Apple reveals auto plans to take on ‘mother of all AI projects’

14 June 2017

14 June 2017

For the first time, Apple has outlined its auto industry plans after years of secretly working on the project. It seeks to gain control of the self-driving system market, through its powerful expertise in both software and hardware, carving out a role in this high-margin segment.

Apple CEO Tim Cook revealed in a video interview with Bloomberg: ′We’re focusing on autonomous systems.’

Apple, the world’s biggest company by profit, sees autonomous car systems as a natural extension of its core software businesses. The company is investing heavily in artificial intelligence software such as Siri, which is used in products including the iPhone and the Apple Watch.

Cook says that Apple sees driving-assist technology as ′the mother of all AI projects,’ adding: ′It’s probably one of the most difficult AI projects actually to work on.’

One of the incredibly unique strengths of Apple that enabled it to dominate the smartphone market by profits is that it is an expert in both software and hardware, with many of its competitors in the smartphone sphere being hardware companies only. Apple’s ability to perfectly marry its software offering with its hardware through its enormous research and development budget allows it to produce a superior unique offering that no company has been able to match. This allowed it to even outcompete Google in the field, despite on paper Google’s software offering being just as good, if not superior. Google has to produce its software to be compatible with a huge range of devices, while Apple can tailor its software to a precious few. Controlling the whole package also allows it to maximise margins, development spend and marketing spend.

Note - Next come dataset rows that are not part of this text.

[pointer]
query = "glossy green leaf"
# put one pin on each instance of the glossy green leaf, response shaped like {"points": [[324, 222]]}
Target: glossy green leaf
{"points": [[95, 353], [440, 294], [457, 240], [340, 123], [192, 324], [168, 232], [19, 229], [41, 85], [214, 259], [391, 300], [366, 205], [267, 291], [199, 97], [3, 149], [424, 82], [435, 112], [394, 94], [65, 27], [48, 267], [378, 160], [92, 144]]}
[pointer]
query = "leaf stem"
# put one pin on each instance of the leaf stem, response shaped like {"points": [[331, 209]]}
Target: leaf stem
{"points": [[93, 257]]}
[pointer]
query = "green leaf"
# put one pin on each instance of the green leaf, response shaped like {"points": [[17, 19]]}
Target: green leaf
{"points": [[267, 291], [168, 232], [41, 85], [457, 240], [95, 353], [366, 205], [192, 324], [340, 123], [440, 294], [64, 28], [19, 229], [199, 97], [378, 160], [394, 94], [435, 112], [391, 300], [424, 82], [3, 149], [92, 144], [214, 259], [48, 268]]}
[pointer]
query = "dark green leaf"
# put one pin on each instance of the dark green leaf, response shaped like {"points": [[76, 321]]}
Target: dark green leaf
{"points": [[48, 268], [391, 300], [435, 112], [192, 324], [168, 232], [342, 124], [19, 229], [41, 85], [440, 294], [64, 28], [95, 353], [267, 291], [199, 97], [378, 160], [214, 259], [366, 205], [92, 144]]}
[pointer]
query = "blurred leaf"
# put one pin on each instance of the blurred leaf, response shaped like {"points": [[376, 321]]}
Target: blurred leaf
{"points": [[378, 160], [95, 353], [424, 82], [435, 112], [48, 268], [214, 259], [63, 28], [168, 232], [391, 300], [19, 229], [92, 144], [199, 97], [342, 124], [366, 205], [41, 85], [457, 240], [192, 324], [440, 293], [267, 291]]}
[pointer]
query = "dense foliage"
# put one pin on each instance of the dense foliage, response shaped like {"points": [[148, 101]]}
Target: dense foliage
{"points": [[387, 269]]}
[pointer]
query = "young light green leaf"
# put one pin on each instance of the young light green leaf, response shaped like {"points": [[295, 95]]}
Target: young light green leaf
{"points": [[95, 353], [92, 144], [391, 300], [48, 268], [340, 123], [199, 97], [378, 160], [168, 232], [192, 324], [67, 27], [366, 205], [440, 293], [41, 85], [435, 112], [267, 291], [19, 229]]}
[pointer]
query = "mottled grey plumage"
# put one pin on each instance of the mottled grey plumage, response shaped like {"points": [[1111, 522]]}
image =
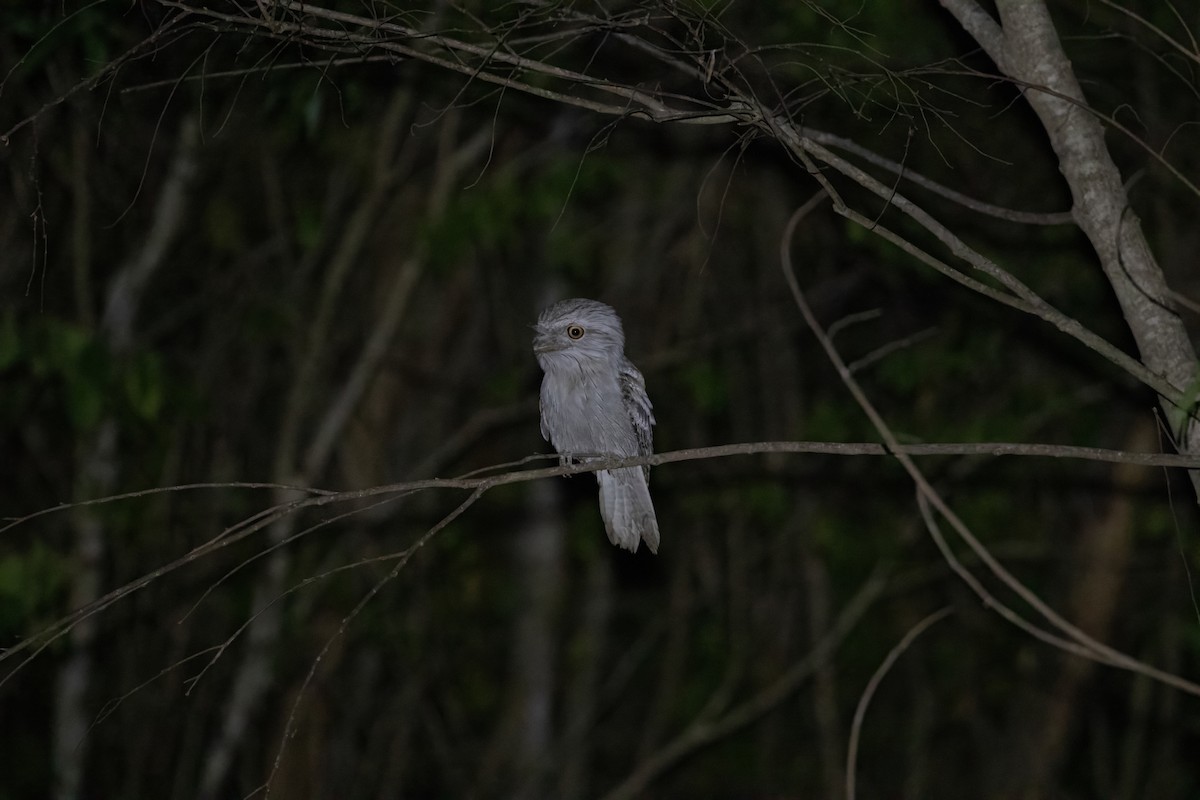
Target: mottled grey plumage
{"points": [[594, 403]]}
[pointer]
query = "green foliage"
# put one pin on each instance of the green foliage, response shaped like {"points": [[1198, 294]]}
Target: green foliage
{"points": [[48, 359], [30, 583], [707, 391]]}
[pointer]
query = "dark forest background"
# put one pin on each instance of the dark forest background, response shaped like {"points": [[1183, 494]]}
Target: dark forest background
{"points": [[295, 252]]}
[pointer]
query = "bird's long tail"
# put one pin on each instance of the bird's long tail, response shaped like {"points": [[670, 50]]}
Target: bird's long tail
{"points": [[627, 509]]}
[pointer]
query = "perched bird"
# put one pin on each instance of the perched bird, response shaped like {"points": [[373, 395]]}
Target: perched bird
{"points": [[594, 405]]}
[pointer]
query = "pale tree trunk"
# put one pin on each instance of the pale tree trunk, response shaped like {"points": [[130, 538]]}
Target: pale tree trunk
{"points": [[1025, 46], [299, 463], [101, 464]]}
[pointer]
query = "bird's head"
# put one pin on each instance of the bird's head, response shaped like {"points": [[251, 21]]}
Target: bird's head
{"points": [[577, 331]]}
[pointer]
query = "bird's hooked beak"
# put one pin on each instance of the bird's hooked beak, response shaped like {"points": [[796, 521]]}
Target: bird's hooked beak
{"points": [[545, 343]]}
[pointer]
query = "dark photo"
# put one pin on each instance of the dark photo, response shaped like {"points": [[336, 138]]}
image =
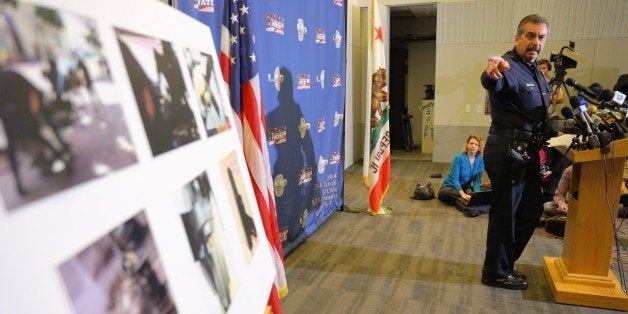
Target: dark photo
{"points": [[202, 71], [61, 121], [159, 89], [240, 206], [204, 231], [119, 273]]}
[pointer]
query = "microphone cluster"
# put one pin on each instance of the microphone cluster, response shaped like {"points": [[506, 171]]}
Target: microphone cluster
{"points": [[597, 116]]}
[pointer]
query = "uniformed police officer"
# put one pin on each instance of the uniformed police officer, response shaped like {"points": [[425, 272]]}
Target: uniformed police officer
{"points": [[518, 96]]}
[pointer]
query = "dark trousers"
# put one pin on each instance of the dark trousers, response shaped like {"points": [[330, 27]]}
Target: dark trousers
{"points": [[516, 209]]}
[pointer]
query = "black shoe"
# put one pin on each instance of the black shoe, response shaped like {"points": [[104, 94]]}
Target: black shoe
{"points": [[511, 282], [519, 275]]}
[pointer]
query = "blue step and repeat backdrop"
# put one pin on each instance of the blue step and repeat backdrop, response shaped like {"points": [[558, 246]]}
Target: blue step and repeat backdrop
{"points": [[301, 59]]}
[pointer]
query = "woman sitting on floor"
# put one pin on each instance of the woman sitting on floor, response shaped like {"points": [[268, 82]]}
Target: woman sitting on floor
{"points": [[465, 176]]}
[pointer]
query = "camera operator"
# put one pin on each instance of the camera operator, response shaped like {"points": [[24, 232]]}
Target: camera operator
{"points": [[519, 96]]}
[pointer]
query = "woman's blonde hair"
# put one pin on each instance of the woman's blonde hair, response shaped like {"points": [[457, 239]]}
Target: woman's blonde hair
{"points": [[477, 138]]}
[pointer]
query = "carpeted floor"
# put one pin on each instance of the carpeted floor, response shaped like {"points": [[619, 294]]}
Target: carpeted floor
{"points": [[424, 258]]}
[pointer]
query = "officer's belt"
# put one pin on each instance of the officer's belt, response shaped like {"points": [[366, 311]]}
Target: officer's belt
{"points": [[515, 134]]}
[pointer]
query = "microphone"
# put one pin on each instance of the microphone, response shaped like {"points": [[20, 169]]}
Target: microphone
{"points": [[606, 95], [566, 112], [610, 123], [581, 88], [596, 88], [580, 111]]}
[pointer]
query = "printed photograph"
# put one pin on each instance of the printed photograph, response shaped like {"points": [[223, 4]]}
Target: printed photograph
{"points": [[240, 206], [201, 68], [205, 235], [61, 122], [160, 92], [119, 273]]}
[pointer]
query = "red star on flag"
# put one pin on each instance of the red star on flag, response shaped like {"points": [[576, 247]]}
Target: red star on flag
{"points": [[379, 35]]}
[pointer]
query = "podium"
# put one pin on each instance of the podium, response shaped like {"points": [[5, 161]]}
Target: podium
{"points": [[582, 276]]}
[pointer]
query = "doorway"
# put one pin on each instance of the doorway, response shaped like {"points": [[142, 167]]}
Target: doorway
{"points": [[412, 70]]}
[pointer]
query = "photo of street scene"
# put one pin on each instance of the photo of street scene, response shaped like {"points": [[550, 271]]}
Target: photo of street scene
{"points": [[61, 120], [202, 71], [240, 207], [160, 92], [119, 273], [205, 235]]}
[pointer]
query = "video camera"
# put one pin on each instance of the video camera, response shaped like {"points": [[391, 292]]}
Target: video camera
{"points": [[563, 60]]}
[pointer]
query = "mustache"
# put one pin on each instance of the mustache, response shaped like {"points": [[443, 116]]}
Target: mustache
{"points": [[535, 49]]}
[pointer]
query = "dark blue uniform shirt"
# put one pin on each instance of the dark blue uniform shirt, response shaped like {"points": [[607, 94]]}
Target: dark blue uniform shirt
{"points": [[518, 100]]}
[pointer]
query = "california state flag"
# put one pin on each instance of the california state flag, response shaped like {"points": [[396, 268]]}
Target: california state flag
{"points": [[376, 169]]}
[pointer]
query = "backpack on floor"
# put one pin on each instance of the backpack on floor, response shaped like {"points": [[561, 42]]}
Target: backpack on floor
{"points": [[423, 191]]}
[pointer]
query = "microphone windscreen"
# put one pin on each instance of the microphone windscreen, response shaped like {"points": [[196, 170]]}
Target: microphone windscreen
{"points": [[569, 81], [596, 88], [606, 95], [566, 112], [574, 101], [593, 141], [596, 119]]}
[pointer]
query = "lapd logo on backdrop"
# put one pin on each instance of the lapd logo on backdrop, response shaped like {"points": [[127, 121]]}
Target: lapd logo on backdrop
{"points": [[303, 81], [279, 184], [276, 78], [321, 79], [275, 24], [337, 39], [303, 218], [335, 80], [277, 135], [203, 5], [320, 36], [320, 125], [305, 175], [322, 162], [301, 29], [303, 127], [337, 117], [334, 158]]}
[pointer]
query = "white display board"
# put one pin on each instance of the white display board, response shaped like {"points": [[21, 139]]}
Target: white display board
{"points": [[142, 199], [427, 122]]}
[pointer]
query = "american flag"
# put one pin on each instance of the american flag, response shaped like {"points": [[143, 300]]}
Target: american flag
{"points": [[238, 64]]}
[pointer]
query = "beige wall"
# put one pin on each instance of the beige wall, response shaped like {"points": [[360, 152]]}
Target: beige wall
{"points": [[469, 31], [421, 69]]}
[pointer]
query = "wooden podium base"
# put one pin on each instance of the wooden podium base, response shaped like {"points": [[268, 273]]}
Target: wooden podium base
{"points": [[593, 291]]}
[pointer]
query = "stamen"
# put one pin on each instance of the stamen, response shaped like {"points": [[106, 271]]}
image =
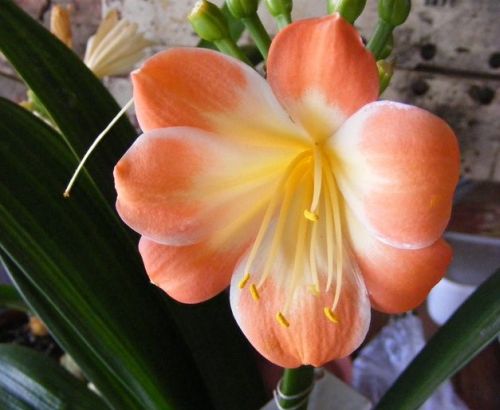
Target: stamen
{"points": [[270, 209], [254, 292], [282, 320], [337, 222], [94, 145], [298, 263], [312, 260], [332, 317], [330, 245], [318, 171], [310, 215], [295, 177], [244, 281]]}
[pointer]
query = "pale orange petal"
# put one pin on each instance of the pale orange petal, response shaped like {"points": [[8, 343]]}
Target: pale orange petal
{"points": [[310, 338], [177, 186], [322, 73], [208, 90], [397, 167], [398, 280], [190, 274]]}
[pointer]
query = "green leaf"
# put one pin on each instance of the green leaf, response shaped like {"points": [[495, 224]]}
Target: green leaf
{"points": [[29, 380], [224, 357], [472, 327], [79, 261], [75, 99], [10, 298]]}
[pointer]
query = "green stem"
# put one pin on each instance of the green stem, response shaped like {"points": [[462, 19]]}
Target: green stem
{"points": [[229, 47], [295, 382], [380, 38], [283, 20], [258, 33]]}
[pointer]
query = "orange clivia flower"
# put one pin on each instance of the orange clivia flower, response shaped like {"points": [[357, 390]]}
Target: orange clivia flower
{"points": [[314, 200]]}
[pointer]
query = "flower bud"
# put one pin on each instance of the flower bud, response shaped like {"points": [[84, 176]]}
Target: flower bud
{"points": [[388, 47], [385, 71], [242, 8], [279, 7], [208, 21], [350, 10], [394, 12]]}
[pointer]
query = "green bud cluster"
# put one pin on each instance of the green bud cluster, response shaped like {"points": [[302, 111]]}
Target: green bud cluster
{"points": [[394, 12], [279, 7], [242, 8], [208, 21], [350, 10]]}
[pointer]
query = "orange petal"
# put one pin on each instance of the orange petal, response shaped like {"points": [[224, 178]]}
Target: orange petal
{"points": [[177, 186], [398, 280], [208, 90], [190, 274], [397, 167], [322, 73], [310, 337]]}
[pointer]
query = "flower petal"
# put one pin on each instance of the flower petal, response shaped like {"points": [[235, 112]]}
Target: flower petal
{"points": [[397, 280], [310, 338], [178, 185], [322, 73], [208, 90], [190, 274], [397, 166]]}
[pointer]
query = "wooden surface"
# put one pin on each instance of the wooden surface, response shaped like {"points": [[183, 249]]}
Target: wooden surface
{"points": [[447, 58]]}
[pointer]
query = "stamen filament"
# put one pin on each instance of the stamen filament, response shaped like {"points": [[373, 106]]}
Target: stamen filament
{"points": [[333, 193], [270, 209], [282, 219], [298, 263], [94, 145], [282, 320], [244, 281], [318, 170], [332, 317], [254, 292]]}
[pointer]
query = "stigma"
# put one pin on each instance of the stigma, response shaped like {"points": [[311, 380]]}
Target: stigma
{"points": [[304, 221]]}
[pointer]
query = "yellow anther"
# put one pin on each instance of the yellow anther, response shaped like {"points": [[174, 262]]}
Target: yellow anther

Therefore, Apple’s ability to match the function of its software in an intuitively easy-to-use hardware package could very well transfer over into the automotive field. The iPhone was not revolutionary in its hardware or software per se, but in the usability synergy that brought a new level of ease of use to the masses.

As such, it would be unwise to discount Apple simply because it seems late to the autonomous party.

However, with Cook saying autonomous systems are central to Apple’s mission going forward (and one that is extremely challenging to gain a foothold in), it will lead Apple into yet another full-on confrontation with Google, through Waymo – widely regarded as the current leader in the field.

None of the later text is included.